5% of Shanghai babies hit by China milk scandal
As many as 10,000 babies in Shanghai have been taken ill by the Chinese milk scandal, say health officials.
The new figures also reveal that four children have died in the country and 53,000 are ill as a result of drinking the milk formula, contaminated by the industrial chemical, melamine.
Amid accusations from the World Health Organisation (WHO) of a cover up by China, according to the country’s media, the company behind the scandal, Sanlu, knew about the contamination in June, but did not alert the regional government in Shijiazhuang, until 2 August.
It then took until the second week of September for officials in Beijing to publicise the issue.
Jorgen Schlundt, head of the WHO’s department of food safety, said Sanlu has sold milk powder containing over 100 times the concentration of melamine that an 11lb baby can endure.

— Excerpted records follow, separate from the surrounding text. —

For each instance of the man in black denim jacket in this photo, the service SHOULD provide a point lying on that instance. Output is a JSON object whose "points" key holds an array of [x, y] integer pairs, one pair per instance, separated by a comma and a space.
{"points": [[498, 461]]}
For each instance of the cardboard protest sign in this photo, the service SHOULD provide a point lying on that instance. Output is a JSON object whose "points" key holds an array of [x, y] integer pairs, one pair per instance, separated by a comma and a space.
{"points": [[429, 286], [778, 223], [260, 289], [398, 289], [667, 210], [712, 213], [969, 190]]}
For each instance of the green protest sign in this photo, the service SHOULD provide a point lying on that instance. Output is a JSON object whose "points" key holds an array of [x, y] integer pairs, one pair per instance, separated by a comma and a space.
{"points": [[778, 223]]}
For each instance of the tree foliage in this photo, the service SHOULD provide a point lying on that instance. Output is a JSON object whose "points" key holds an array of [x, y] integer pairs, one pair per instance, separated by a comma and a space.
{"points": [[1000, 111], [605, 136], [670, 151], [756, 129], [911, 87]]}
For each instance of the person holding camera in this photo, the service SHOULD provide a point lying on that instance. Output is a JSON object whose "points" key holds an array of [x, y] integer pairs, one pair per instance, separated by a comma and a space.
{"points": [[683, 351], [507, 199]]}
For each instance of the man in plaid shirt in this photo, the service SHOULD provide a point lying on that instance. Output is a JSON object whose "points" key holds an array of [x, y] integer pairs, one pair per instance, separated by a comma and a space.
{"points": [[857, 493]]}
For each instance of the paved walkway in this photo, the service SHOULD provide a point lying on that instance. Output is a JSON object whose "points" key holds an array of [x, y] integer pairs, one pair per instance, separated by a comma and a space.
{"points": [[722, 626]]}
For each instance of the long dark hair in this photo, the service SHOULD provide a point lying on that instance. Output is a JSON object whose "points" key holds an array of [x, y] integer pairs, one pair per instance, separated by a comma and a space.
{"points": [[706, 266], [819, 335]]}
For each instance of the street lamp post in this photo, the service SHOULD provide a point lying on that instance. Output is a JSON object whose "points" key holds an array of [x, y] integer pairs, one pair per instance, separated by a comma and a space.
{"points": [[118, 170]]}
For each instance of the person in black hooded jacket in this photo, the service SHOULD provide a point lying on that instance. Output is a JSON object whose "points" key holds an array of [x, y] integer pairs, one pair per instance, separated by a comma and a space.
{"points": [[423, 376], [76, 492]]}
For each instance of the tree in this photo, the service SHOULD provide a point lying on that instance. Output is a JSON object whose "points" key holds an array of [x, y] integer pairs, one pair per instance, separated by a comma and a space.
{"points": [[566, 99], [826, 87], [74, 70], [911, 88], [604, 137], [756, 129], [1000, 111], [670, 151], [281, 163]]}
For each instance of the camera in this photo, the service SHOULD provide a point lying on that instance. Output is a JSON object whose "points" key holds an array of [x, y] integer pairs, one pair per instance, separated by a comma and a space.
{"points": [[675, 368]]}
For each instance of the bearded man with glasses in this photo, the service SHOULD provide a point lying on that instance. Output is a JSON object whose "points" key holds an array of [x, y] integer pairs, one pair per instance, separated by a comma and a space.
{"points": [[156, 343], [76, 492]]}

Dairy products, chocolate, sweets and biscuits have all been found to include remnants of melamine, which is more commonly found in plastic.
The chemical was added to the watered-down milk formula to ‘bulk’ it up and seem richer in protein. However, melamine causes kidney stones when consumed.
Following the scandal, the EU has ruled that all Chinese dairy products and sweets must be tested. Meanwhile, in China 22 companies have been found to have sold contaminated products.
Sanlu is now facing the prospect of bankruptcy and potentially spending £50 million on withdrawing over 10,000 tons of contaminated milk formula.